More to the point, Ignatius doesn’t even mention recent actions that seem pretty relevant. The buildup of Russian troops along the Ukraine border started back in April. In response to that buildup, the US began planning a large sale of arms to the Ukraine but that sale was put on hold after Russia announced it was pulling back from the border. But the NY Times pointed out in early May that most of the troops and equipment hadn’t been moved at all.

Russia has withdrawn only a few thousand troops from the border with Ukraine, senior Biden administration officials said, despite signals from Moscow last month that it was dialing down tensions in the volatile region.
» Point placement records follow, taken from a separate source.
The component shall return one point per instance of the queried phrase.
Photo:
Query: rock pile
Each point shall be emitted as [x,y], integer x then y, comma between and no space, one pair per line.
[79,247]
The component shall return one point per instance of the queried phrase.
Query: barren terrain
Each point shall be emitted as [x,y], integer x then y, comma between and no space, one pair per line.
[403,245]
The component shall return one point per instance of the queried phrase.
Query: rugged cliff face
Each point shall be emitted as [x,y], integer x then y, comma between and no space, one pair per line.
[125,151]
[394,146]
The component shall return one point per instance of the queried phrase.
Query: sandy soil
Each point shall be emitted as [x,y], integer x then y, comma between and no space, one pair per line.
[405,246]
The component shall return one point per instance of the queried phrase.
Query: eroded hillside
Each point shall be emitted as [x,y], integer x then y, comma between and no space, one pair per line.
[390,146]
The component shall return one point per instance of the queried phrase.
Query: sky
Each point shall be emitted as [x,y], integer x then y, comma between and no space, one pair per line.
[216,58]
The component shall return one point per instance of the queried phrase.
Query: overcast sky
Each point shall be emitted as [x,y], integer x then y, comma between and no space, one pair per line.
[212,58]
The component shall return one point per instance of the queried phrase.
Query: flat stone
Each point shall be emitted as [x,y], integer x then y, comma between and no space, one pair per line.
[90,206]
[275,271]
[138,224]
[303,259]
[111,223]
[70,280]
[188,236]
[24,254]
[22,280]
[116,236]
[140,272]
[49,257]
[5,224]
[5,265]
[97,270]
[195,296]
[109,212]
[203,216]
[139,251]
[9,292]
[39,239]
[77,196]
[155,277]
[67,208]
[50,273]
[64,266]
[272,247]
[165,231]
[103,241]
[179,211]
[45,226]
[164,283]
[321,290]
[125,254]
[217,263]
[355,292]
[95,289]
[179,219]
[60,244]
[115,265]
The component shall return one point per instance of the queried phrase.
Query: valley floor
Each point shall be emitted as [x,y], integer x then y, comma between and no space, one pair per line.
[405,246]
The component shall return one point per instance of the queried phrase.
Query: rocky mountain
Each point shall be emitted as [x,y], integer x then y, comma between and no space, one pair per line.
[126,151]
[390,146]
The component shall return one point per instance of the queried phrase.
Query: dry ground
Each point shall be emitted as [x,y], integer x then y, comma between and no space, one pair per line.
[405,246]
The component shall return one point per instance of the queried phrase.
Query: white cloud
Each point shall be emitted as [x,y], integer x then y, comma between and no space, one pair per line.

Senior Defense Department officials said that close to 80,000 Russian troops remained near various strips of the country’s border with Ukraine, still the biggest force Russia has amassed there since Moscow annexed Crimea in 2014.

The Russian military did order some units back to their barracks by May 1 — and they did move from the border — the officials said. But many of the units left their trucks and armored vehicles behind, a signal that they could go back if President Vladimir V. Putin of Russia decided to deploy them again.


This crisis has been brewing since April not just along the border but with the massing of Russian naval vessels in the Black Sea as well. The Russian pullback was a headfake and a couple weeks later Russian hackers shut down a major pipeline in the US with ransomware, creating a gas shortage in several states and a federal emergency declaration. Biden responded not long after by removing sanctions on a Russian pipeline, sanctions which had been put in place by Trump. Again, David Ignatius never mentions any of this, which seems odd if you’re really interested in Russian belligerence and a tepid US response to it.

There are all sorts of possible antecedents for Putin’s recent behavior, some of which may indeed go back to Trump. But it doesn’t make much sense to point to things Trump said in 2016 and skip lightly over what has been happening for the past 11 months. The Afghanistan debacle in particular made the US look weak and ill-prepared for conflict. Devoting one clause of a sentence buried at the bottom of a story really doesn’t do that justice. If you’re looking for reasons why Putin is massing troops at the border, blowing up satellites and generally daring the US to react to his provocations, you can start by looking at the current White House and the current president.